Partai Politik

Partai Politik terbangun atas dua kata yakni partai dan politik. Partai merupakan kata yang berasal dari bahasa latin “partire” yang artinya membagi. Sedangkan, politik berasal dari kata “politic”, dalam bahasa Inggris yang artinya sifat pribadi atau perbuatan. Politik juga diidentikkan dengan kata “politicos” dalam bahasa Yunani, yang berasal dari kata “polis” yang berarti kota.[1] Hal ini tentunya tidak terlepas dari sejarah perkembangan awal politik di dunia yang bermuara pada zaman Yunani Klasik. Aristoteles mencerminkan politik dengan kehidupan sosial dalam negara kota atau yang disebut polis. Hal tersebut terlihat dari tulisan Aristoteles tentang politik berjudul “politikon” yang berarti berkenaan dengan negara polis.[2]
Menurut Miriam Budiardjo, partai politik merupakan sarana bagi warga negara untuk turut serta atau berpartisipasi dalam proses pengelolaan negara. Partai politik merupakan satu kelompok yang terorganisir untuk orientasi tujuan yang sama, dan menjadi sarana konstitusional untuk merebut kekuasaan dalam negara. Keterikatan antara partai politik dengan aspek konstitusional menunjukkan bahwa partai politik adalah instrumen legal yang diakui oleh hukum yang berlaku.
Sebagai sebuah instrumen yang legal, partai politik diakui eksistensinya dalam Pasal 6A ayat (2) UUD NRI 1945, “Pasangan calon Presiden dan Wakil Presiden diusulkan oleh partai politik atau gabungan partai politik peserta pemulihan umum sebelum pelaksanaan pemilihan umum” Peranan partai politik sebagai media mengusulkan calon presiden menunjukkan bukti bahwa partai politik adalah untuk merebut kekuasaan dalam negara. Secara lebih implementatif, definisi partai politik diatur dalam Pasal 1 angka 1 Undang-Undang Nomor 2 tahun 2008 j.o Undang-Undang Nomor 2 tahun 2011 tentang Partai Politik (UU Parpol)

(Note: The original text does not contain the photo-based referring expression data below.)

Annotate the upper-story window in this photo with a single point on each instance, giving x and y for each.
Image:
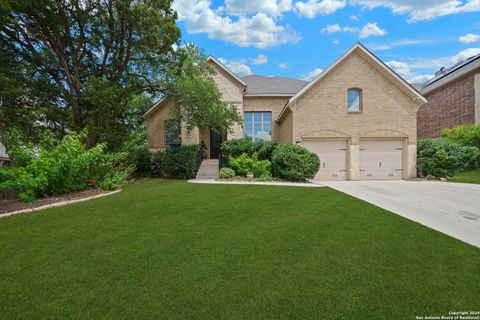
(354, 100)
(172, 134)
(258, 125)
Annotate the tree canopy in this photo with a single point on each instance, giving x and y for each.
(74, 64)
(70, 65)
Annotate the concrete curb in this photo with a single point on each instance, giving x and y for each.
(57, 204)
(258, 183)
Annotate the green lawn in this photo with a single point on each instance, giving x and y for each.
(472, 176)
(173, 250)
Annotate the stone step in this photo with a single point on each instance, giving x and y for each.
(208, 169)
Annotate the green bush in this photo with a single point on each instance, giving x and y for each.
(181, 162)
(117, 177)
(293, 162)
(244, 164)
(138, 155)
(226, 173)
(466, 135)
(237, 147)
(156, 163)
(265, 149)
(443, 157)
(56, 167)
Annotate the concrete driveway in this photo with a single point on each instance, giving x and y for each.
(451, 208)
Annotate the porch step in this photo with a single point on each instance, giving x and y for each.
(208, 169)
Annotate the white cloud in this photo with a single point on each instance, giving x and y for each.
(237, 66)
(402, 43)
(465, 54)
(259, 30)
(469, 38)
(260, 59)
(312, 8)
(419, 10)
(404, 70)
(421, 78)
(370, 29)
(312, 74)
(271, 7)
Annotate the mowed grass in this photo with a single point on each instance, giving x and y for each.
(471, 176)
(173, 250)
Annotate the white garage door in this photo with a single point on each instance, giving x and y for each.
(381, 159)
(333, 158)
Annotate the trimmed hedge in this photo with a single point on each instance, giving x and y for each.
(244, 164)
(443, 158)
(237, 147)
(293, 162)
(180, 162)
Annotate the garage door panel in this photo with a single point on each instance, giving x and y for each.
(333, 158)
(381, 159)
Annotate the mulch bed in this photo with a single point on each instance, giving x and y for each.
(9, 203)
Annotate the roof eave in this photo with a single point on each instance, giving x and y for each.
(224, 67)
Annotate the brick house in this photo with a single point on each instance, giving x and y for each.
(358, 115)
(453, 98)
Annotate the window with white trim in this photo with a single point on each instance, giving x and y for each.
(258, 125)
(354, 100)
(172, 134)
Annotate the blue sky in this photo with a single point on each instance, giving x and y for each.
(300, 38)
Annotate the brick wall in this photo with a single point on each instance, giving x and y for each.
(448, 107)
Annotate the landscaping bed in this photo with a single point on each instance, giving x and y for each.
(175, 250)
(9, 203)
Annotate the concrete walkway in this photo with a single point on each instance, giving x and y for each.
(451, 208)
(269, 183)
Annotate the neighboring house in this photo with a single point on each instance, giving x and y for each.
(4, 159)
(358, 115)
(453, 98)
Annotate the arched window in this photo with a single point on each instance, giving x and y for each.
(354, 100)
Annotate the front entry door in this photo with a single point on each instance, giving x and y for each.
(215, 142)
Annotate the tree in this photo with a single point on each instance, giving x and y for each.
(197, 99)
(79, 63)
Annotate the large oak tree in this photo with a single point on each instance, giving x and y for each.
(74, 64)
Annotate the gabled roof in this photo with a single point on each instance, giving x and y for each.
(272, 86)
(226, 69)
(358, 47)
(444, 76)
(155, 106)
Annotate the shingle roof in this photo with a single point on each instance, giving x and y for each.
(261, 85)
(445, 75)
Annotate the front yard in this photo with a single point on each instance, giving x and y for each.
(173, 250)
(471, 176)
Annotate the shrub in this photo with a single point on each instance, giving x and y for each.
(443, 157)
(117, 177)
(56, 167)
(237, 147)
(293, 162)
(265, 149)
(226, 173)
(466, 135)
(157, 163)
(244, 164)
(181, 162)
(138, 155)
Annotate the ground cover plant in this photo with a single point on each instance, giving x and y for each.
(469, 176)
(173, 250)
(61, 166)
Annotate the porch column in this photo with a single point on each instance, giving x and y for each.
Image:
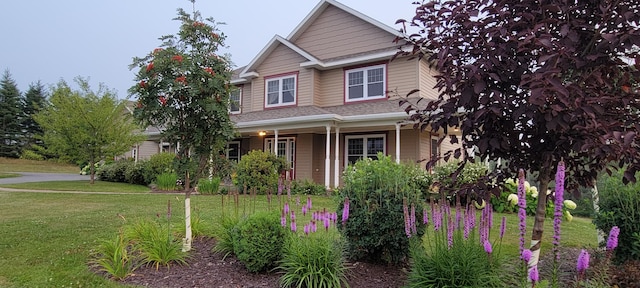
(275, 144)
(336, 172)
(327, 161)
(398, 143)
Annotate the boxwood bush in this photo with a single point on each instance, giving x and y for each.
(375, 229)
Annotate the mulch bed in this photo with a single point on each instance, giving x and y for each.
(207, 269)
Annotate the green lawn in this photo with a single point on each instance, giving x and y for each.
(22, 165)
(46, 238)
(83, 185)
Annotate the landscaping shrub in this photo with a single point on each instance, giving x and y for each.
(167, 181)
(208, 186)
(313, 261)
(224, 232)
(619, 207)
(259, 170)
(258, 241)
(307, 187)
(116, 257)
(377, 190)
(158, 164)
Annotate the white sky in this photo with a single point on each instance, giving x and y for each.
(52, 40)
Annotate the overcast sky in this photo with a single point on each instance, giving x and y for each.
(52, 40)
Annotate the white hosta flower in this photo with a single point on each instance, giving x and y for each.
(570, 204)
(568, 215)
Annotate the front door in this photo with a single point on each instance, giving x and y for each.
(286, 149)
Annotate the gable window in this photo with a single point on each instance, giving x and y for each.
(364, 146)
(365, 83)
(235, 98)
(280, 91)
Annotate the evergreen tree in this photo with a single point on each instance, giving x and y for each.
(10, 117)
(34, 101)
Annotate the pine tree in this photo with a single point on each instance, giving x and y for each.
(10, 117)
(34, 101)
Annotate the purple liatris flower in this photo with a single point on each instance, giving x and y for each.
(557, 214)
(526, 255)
(583, 262)
(522, 213)
(533, 274)
(612, 241)
(345, 210)
(487, 247)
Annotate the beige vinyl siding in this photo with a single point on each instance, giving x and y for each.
(337, 33)
(332, 93)
(402, 77)
(281, 61)
(147, 148)
(304, 156)
(427, 81)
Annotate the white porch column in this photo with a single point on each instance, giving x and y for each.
(327, 161)
(336, 172)
(398, 143)
(275, 144)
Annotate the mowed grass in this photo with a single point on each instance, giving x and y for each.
(81, 185)
(22, 165)
(46, 239)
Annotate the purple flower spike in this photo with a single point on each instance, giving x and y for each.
(533, 274)
(487, 247)
(583, 262)
(612, 242)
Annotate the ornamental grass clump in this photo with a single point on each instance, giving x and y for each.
(313, 261)
(375, 230)
(462, 257)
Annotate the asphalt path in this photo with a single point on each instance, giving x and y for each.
(42, 177)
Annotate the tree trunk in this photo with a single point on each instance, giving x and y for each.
(538, 226)
(186, 242)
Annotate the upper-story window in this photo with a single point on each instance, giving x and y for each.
(235, 100)
(365, 83)
(281, 91)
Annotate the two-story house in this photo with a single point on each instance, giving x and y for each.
(319, 96)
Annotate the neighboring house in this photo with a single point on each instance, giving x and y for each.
(321, 95)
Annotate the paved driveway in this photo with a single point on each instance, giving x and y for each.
(40, 177)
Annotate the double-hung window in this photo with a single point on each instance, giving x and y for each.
(235, 98)
(281, 91)
(364, 146)
(365, 83)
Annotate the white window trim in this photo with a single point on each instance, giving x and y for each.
(364, 148)
(239, 104)
(279, 79)
(365, 83)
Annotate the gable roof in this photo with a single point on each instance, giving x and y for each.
(248, 72)
(315, 13)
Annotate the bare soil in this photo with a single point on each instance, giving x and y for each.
(206, 269)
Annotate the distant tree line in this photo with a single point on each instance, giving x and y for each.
(20, 134)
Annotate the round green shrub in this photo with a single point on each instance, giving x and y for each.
(377, 189)
(619, 204)
(259, 170)
(258, 241)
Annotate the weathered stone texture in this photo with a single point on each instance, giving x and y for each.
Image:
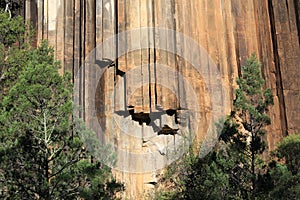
(229, 30)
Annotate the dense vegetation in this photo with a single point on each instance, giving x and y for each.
(41, 153)
(43, 157)
(235, 168)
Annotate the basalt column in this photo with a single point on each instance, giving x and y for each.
(132, 101)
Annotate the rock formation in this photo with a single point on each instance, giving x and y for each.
(228, 30)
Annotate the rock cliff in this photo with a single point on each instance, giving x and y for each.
(227, 31)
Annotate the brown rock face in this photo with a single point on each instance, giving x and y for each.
(142, 88)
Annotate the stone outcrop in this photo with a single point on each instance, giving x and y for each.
(229, 31)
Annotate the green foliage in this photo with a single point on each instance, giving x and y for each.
(289, 149)
(41, 153)
(233, 170)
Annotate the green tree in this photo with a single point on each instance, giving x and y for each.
(243, 130)
(41, 155)
(233, 169)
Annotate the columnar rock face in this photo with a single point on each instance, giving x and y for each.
(228, 30)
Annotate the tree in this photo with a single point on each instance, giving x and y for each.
(41, 153)
(233, 169)
(248, 118)
(41, 157)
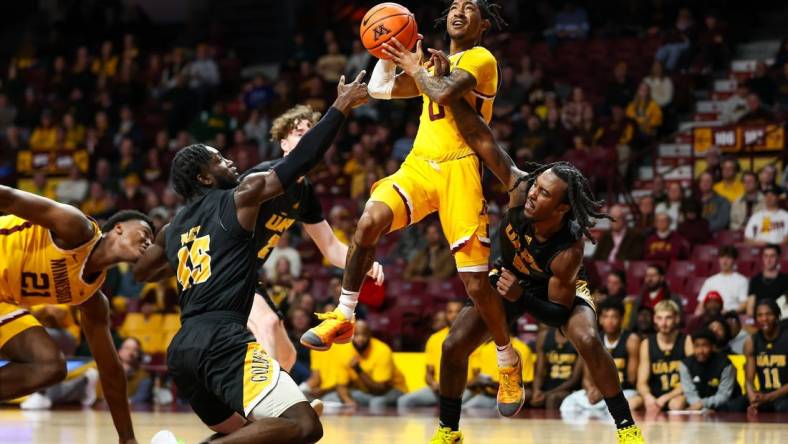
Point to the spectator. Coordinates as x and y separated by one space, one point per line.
622 88
331 65
712 308
614 288
708 378
693 227
731 285
645 221
730 187
624 347
372 379
620 243
484 380
44 136
782 87
716 209
771 283
203 72
770 225
750 202
285 251
738 335
572 113
712 45
660 85
766 352
661 354
658 189
672 205
434 262
571 22
736 106
107 62
645 112
655 290
767 177
762 84
757 113
558 370
665 244
74 189
7 113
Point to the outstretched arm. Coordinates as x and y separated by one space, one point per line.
95 324
153 265
256 188
441 89
69 226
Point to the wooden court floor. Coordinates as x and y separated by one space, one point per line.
94 427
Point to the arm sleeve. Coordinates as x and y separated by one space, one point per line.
310 211
479 62
310 149
690 392
724 391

Partai Politik adalah organisasi yang bersifat nasional dan dibentuk oleh sekelompok warga negara Indonesia secara sukarela atas dasar kesamaan kehendak dan cita-cita untuk memperjuangkan dan membela kepentingan politik anggota, masyarakat, bangsa dan negara, serta memelihara keutuhan Negara Kesatuan Republik Indonesia berdasarkan Pancasila dan Undang-Undang Dasar Negara Republik Indonesia Tahun 1945.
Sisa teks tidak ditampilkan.